Therefore, if we really want to revive the economy, then sincere efforts need to be made to drastically slash the prices of power which would not only benefit public manufacturing units but the private sector as well besides helping people survive financially. We need to let people know that these independent power producers are the third biggest burden on our economy draining our resources. People deserve to know that these independent power producers are receiving far greater amounts of money than the allocations made to compensate for the losses of state-run companies.

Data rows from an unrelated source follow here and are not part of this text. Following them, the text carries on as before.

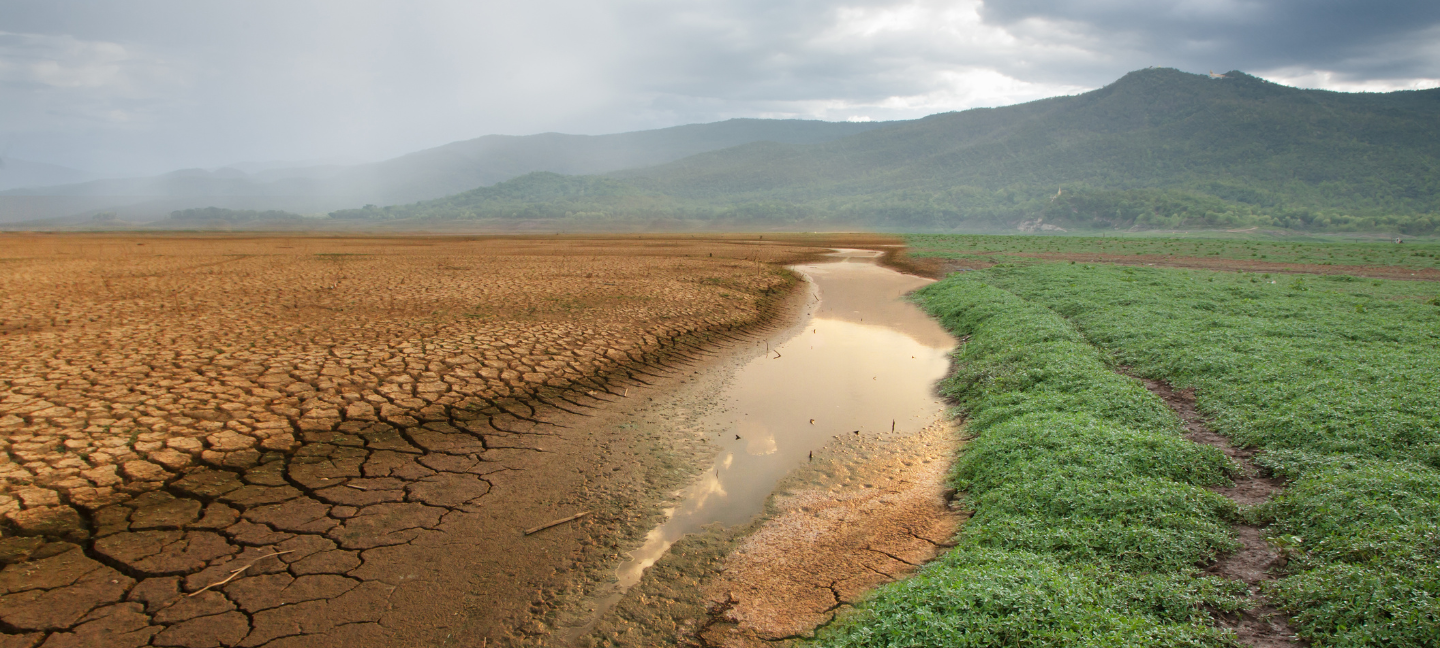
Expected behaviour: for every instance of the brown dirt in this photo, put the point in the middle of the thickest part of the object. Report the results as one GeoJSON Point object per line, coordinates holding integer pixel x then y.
{"type": "Point", "coordinates": [863, 513]}
{"type": "Point", "coordinates": [1262, 625]}
{"type": "Point", "coordinates": [863, 522]}
{"type": "Point", "coordinates": [354, 428]}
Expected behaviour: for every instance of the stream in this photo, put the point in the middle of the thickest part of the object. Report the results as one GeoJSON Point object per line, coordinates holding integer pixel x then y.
{"type": "Point", "coordinates": [864, 362]}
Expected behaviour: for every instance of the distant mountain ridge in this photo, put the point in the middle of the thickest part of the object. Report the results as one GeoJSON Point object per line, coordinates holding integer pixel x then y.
{"type": "Point", "coordinates": [1157, 149]}
{"type": "Point", "coordinates": [418, 176]}
{"type": "Point", "coordinates": [25, 173]}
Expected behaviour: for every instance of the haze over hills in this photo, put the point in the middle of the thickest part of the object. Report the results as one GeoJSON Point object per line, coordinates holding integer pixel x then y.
{"type": "Point", "coordinates": [1157, 149]}
{"type": "Point", "coordinates": [25, 173]}
{"type": "Point", "coordinates": [418, 176]}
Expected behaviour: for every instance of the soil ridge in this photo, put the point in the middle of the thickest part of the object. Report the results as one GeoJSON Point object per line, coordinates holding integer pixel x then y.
{"type": "Point", "coordinates": [1262, 625]}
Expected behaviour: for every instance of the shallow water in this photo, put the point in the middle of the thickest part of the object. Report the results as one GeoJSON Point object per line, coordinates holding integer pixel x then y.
{"type": "Point", "coordinates": [864, 362]}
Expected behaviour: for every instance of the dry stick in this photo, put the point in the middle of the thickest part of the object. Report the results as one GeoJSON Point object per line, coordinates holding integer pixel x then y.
{"type": "Point", "coordinates": [542, 527]}
{"type": "Point", "coordinates": [236, 572]}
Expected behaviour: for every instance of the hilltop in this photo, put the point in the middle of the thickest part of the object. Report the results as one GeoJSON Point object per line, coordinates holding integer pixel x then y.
{"type": "Point", "coordinates": [1155, 149]}
{"type": "Point", "coordinates": [416, 176]}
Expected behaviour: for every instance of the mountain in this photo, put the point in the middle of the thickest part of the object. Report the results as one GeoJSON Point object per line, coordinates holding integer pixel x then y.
{"type": "Point", "coordinates": [418, 176]}
{"type": "Point", "coordinates": [1155, 149]}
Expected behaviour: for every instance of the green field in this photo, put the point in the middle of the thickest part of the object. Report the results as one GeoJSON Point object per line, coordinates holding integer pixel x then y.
{"type": "Point", "coordinates": [1414, 254]}
{"type": "Point", "coordinates": [1090, 520]}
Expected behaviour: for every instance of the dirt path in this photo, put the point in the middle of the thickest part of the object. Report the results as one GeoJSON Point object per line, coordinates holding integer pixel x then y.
{"type": "Point", "coordinates": [1260, 625]}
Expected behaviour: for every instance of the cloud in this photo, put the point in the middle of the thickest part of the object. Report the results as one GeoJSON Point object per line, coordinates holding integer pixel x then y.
{"type": "Point", "coordinates": [164, 84]}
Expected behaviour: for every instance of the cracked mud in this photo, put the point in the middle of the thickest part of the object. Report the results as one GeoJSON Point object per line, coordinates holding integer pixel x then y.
{"type": "Point", "coordinates": [336, 441]}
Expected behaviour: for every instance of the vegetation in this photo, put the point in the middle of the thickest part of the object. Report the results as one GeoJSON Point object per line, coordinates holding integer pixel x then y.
{"type": "Point", "coordinates": [1242, 248]}
{"type": "Point", "coordinates": [1158, 149]}
{"type": "Point", "coordinates": [1090, 510]}
{"type": "Point", "coordinates": [1332, 378]}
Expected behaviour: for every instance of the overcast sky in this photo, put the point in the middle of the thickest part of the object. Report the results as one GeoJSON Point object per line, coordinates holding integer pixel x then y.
{"type": "Point", "coordinates": [151, 85]}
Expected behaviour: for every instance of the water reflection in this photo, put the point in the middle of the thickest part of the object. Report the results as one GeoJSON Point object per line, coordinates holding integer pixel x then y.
{"type": "Point", "coordinates": [866, 363]}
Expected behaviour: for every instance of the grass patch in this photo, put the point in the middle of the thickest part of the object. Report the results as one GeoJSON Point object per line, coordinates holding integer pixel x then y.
{"type": "Point", "coordinates": [1090, 510]}
{"type": "Point", "coordinates": [1335, 380]}
{"type": "Point", "coordinates": [1319, 252]}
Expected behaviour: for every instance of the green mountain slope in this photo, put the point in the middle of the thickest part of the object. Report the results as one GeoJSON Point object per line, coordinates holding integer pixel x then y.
{"type": "Point", "coordinates": [1157, 149]}
{"type": "Point", "coordinates": [418, 176]}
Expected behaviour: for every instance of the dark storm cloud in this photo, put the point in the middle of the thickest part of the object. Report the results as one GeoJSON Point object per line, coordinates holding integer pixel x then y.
{"type": "Point", "coordinates": [149, 85]}
{"type": "Point", "coordinates": [1383, 39]}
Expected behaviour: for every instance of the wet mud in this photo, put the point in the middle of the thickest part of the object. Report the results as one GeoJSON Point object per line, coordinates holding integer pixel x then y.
{"type": "Point", "coordinates": [828, 477]}
{"type": "Point", "coordinates": [1262, 625]}
{"type": "Point", "coordinates": [334, 465]}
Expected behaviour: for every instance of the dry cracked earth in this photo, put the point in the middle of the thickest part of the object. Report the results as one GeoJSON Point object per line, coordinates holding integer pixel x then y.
{"type": "Point", "coordinates": [251, 441]}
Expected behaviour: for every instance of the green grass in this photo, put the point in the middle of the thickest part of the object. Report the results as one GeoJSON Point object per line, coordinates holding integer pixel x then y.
{"type": "Point", "coordinates": [1090, 510]}
{"type": "Point", "coordinates": [1337, 380]}
{"type": "Point", "coordinates": [1414, 254]}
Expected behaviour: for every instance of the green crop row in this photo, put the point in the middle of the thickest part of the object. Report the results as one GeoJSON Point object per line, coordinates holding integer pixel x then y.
{"type": "Point", "coordinates": [1337, 380]}
{"type": "Point", "coordinates": [1090, 510]}
{"type": "Point", "coordinates": [1311, 251]}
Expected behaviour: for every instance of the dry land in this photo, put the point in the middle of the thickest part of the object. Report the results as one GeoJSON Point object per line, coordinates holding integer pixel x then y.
{"type": "Point", "coordinates": [337, 441]}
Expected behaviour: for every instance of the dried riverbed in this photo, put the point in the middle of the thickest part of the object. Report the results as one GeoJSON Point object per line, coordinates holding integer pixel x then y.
{"type": "Point", "coordinates": [827, 481]}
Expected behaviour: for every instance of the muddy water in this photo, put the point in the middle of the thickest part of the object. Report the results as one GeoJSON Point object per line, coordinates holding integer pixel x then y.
{"type": "Point", "coordinates": [864, 362]}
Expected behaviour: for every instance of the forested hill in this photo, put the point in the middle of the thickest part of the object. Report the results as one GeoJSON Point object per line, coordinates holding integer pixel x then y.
{"type": "Point", "coordinates": [418, 176]}
{"type": "Point", "coordinates": [1157, 149]}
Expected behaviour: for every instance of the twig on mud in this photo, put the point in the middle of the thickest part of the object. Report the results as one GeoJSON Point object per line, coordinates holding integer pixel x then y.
{"type": "Point", "coordinates": [236, 572]}
{"type": "Point", "coordinates": [542, 527]}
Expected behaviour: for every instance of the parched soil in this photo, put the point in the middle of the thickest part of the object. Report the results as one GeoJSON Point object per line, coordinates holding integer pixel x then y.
{"type": "Point", "coordinates": [936, 267]}
{"type": "Point", "coordinates": [1260, 625]}
{"type": "Point", "coordinates": [863, 513]}
{"type": "Point", "coordinates": [835, 532]}
{"type": "Point", "coordinates": [337, 441]}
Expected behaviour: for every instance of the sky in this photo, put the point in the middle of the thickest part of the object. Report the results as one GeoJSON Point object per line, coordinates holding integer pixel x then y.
{"type": "Point", "coordinates": [151, 85]}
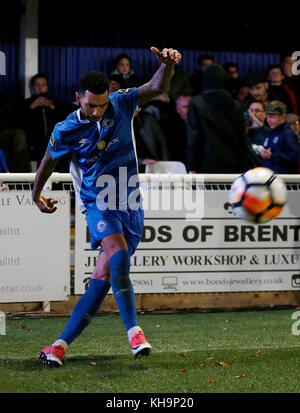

People should also be informed that while the government is withdrawing subsidies extended to poor people in the past, it has been pumping more than $17 billion into the pockets of the elite and the super rich. Despite the devolution of powers, the federal government is pumping huge money into federal ministries. According to some estimates, it has already spent over Rs700 billion on ministries that have already been devolved to provinces. During the last 30 years, more than Rs30000 billion have been spent on the federal and provincial governments’ public-sector development schemes but despite all that the basic necessities of life are still a dream for the vast majority of Pakistanis. It means that these projects just served vested interests instead of helping poor people, 67 per cent of whom have no decent housing, 80 per cent are without pure drinking water and millions without proper health, education and sanitation facilities. It is important that we counter market fundamentalism and make people aware of the real factors bleeding the economy simultaneously.